“Let us compel Death to remember us, since even Death forgets us!” René murmured once in his despair to her.

But Lili had pressed her famished lips to his: “Nay, dear, wait; God will remember us even yet, I think.”

It was her faith. And of her faith she was justified at last.

There came a ghastlier season yet, a time of horror insupportable—of ceaseless sound beside which the roar of the mere traffic of the streets would have seemed silence—a stench beside which the sulphur smoke and the gas fumes of a previous time would have been as some sweet, fresh woodland air—a famine beside which the daily hunger of the poor was remembered as the abundance of a feast—a cold beside which the chillness of the scant fuel and empty braziers of other winters were recalled as the warmth of summer—a darkness only lit by the red flame of burning houses—a solitude only broken by the companionship of woe and sickness and despair—a suffocation only changed by a rush of air strong with the scent of blood, of putridity, of the million living plague-stricken, of the million dead lying unburied.

For there was war.

Of year or day or hour I knew nothing. It was always the same blackness as of night; the same horror of sound, of scent, of cold; the same misery; the same torture. I suppose that the sun was quenched, that the birds were dumb, that the winds were stilled forever—that all the world was dead; I do not know. They called it War. I suppose that they meant—Hell!

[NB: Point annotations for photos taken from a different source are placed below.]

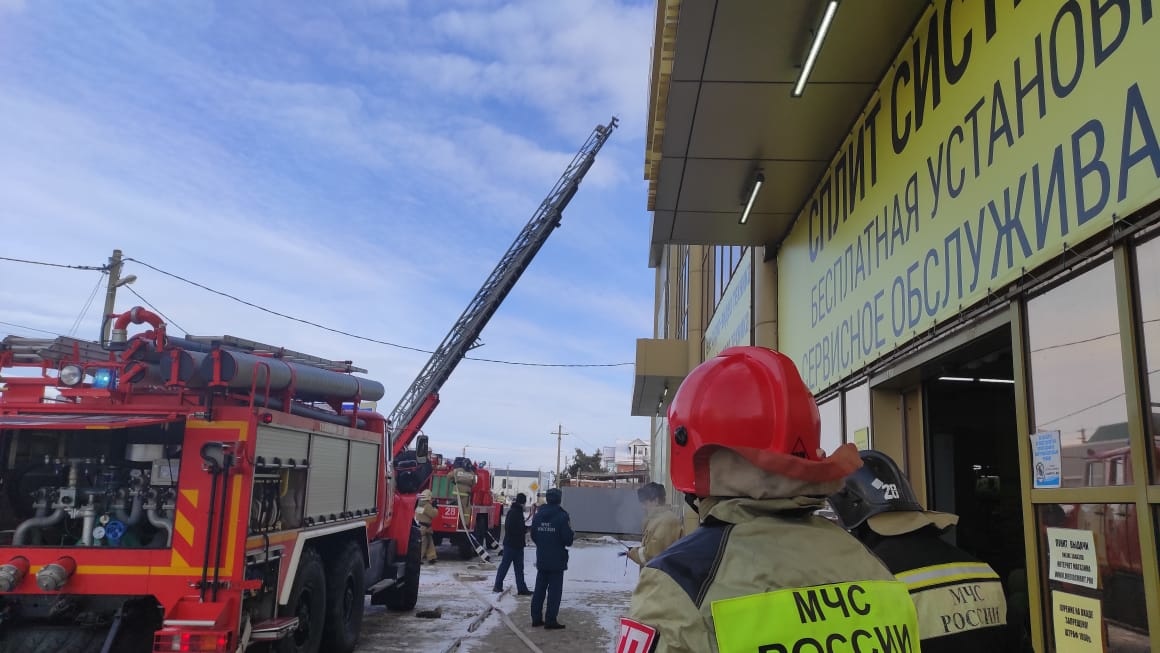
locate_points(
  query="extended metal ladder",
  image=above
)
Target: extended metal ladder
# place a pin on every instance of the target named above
(420, 399)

Yet Lili lived, and I; in that dead darkness we had lost René—we saw his face no more. Yet he could not be in his grave, I knew, for Lili, clasping my barren branches to her breast, would murmur: “Whilst he still lives I will live—yes, yes, yes!”

And she did live—so long, so long!—on a few draughts of water and a few husks of grain.

I knew that it was long, for full a hundred times she muttered aloud: “Another day? O God!—how long? how long?”

At last in the darkness a human hand was stretched to her, once, close beside me. A foul, fierce light, the light of flame, was somewhere on the air about us, and that moment glowed through the horrid gloom we dwelt in in the bowels of the earth. I saw the hand and what it held to her; it was a stranger’s, and it held the little colorless dead rose, my sweetest blossom, that had lain ever upon René’s heart.